Victor Papadopoulos from the presidential press office told state radio 1,000 tons of aid were shipped from Cyprus to the besieged Palestinian territory between Friday and Sunday.
He said the vessels were shuttling between Gaza and the east Mediterranean island, a distance of about 360 kilometers (225 miles).
Large quantities of aid from Britain, Romania, the United Arab Emirates, the United States and other countries have accumulated at Larnaca port.
Cyprus President Nikos Christodoulides told reporters on Tuesday the maritime aid effort was “on track.”
“We have substantial assistance from third countries that want to contribute to this effort,” he said.
The aid shipped from Cyprus is entering Gaza via a temporary US-built floating pier, where the shipments are offloaded for distribution.
The United Nations has warned of famine as Gaza’s 2.4 million people face shortages of food, safe water, medicines and fuel amid the Israel-Hamas war that has devastated the coastal territory.

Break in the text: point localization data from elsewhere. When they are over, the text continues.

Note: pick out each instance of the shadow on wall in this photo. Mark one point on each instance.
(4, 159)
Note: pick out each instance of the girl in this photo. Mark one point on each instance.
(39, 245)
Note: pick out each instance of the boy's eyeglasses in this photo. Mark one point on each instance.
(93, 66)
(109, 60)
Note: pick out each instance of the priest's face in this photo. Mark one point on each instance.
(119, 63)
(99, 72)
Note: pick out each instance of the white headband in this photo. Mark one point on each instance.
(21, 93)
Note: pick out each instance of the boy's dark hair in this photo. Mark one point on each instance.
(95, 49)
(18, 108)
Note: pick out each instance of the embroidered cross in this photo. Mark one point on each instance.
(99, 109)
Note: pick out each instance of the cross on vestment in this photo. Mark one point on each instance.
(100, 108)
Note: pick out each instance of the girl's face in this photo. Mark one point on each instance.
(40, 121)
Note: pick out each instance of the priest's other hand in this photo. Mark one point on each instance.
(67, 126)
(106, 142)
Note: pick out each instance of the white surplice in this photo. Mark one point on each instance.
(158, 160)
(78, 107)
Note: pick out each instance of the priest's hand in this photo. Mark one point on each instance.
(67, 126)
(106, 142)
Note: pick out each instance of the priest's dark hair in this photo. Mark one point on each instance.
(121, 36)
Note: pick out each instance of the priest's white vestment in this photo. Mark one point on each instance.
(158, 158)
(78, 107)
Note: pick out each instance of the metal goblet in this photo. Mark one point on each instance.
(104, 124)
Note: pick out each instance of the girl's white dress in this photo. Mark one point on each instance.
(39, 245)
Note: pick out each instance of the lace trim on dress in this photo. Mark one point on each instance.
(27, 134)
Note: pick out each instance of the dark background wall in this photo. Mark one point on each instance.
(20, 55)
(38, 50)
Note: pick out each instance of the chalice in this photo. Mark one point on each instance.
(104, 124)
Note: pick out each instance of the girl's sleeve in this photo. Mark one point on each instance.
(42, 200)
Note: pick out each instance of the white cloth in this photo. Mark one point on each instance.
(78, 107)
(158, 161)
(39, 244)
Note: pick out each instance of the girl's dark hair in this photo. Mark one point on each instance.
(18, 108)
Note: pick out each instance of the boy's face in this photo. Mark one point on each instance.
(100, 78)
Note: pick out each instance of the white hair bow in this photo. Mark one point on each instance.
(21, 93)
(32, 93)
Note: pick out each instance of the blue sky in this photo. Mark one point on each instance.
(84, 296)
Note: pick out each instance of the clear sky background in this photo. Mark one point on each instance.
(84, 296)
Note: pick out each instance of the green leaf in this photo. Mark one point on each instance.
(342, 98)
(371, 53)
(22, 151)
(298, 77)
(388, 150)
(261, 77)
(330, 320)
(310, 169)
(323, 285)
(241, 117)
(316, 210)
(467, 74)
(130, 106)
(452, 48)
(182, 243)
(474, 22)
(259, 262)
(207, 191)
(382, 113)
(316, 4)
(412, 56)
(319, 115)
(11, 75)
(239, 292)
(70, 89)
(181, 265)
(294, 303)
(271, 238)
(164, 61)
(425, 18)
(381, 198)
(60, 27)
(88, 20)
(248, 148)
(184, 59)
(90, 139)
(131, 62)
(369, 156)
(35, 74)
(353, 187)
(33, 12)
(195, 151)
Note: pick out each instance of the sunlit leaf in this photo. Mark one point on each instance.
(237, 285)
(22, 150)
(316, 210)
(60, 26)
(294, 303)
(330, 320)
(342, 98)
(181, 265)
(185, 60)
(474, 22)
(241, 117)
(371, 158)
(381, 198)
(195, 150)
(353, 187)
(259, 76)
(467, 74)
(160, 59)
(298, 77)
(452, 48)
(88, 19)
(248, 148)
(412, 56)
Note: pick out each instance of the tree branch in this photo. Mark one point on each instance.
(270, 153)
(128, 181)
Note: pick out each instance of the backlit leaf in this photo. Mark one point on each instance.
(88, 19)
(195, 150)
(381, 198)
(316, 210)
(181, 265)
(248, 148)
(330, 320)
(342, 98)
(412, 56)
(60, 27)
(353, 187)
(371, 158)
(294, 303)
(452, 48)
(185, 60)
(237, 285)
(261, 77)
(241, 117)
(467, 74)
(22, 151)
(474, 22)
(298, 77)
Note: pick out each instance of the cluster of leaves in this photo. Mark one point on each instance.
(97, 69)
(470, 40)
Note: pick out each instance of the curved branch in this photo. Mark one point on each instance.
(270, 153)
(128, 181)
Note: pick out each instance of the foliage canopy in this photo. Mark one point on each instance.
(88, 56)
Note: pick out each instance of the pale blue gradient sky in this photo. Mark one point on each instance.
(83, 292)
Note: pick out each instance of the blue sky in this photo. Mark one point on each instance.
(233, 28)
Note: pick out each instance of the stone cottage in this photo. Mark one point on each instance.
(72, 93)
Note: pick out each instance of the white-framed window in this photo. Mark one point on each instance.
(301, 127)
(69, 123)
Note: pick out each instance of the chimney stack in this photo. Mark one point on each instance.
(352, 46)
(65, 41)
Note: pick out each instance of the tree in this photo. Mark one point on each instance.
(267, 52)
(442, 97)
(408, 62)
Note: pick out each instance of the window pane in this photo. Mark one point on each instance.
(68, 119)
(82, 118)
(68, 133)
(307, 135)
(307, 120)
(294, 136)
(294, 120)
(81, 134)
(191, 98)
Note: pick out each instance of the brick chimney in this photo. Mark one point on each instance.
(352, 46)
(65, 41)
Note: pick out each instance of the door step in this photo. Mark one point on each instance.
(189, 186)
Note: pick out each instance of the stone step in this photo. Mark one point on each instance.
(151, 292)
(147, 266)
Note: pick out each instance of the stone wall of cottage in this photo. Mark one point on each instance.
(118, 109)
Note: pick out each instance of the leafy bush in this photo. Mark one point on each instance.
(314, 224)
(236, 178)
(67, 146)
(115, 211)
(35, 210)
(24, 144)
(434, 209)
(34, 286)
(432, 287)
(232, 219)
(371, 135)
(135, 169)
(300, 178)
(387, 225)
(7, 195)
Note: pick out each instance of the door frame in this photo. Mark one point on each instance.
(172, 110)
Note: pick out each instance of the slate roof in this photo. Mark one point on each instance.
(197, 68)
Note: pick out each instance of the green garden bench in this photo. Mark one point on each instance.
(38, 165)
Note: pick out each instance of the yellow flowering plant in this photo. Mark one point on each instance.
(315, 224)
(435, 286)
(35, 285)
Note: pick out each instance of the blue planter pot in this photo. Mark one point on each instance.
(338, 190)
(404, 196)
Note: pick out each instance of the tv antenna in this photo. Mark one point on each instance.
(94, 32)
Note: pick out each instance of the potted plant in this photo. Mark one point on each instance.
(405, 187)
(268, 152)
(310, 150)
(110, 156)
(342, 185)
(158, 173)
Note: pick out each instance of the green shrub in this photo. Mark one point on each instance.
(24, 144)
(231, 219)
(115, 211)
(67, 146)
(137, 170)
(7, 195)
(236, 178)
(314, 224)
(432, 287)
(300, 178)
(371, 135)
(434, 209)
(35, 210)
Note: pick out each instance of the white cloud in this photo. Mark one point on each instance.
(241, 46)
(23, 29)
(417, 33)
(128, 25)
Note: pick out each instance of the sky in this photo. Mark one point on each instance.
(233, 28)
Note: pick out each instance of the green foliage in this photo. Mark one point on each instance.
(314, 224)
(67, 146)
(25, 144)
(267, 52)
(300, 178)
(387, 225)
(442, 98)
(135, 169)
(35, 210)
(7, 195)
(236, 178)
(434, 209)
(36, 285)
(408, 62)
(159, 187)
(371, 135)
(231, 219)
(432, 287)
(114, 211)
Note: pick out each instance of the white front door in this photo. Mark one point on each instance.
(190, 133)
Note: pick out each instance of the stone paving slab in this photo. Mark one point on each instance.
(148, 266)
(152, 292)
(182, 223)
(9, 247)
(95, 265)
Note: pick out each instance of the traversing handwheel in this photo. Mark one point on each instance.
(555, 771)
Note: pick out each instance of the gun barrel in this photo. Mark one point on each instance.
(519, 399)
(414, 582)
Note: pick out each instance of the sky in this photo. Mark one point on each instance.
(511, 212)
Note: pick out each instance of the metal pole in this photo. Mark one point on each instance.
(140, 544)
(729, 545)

Aid deliveries by truck have slowed to a trickle since Israeli forces took control of the Palestinian side of the Rafah crossing with Egypt in early May.
The war in Gaza broke out after Hamas’s unprecedented attack on Israel on October 7, which resulted in the deaths of more than 1,170 people, mostly civilians, according to an AFP tally based on Israeli official figures.
Two days after the war broke out, Israel’s Defense Minister Yoav Gallant ordered a “complete siege” on the Gaza Strip.
Israel’s retaliatory offensive against Hamas has killed at least 35,647 people in Gaza, also mostly civilians, according to figures provided by the Hamas-run territory’s health ministry.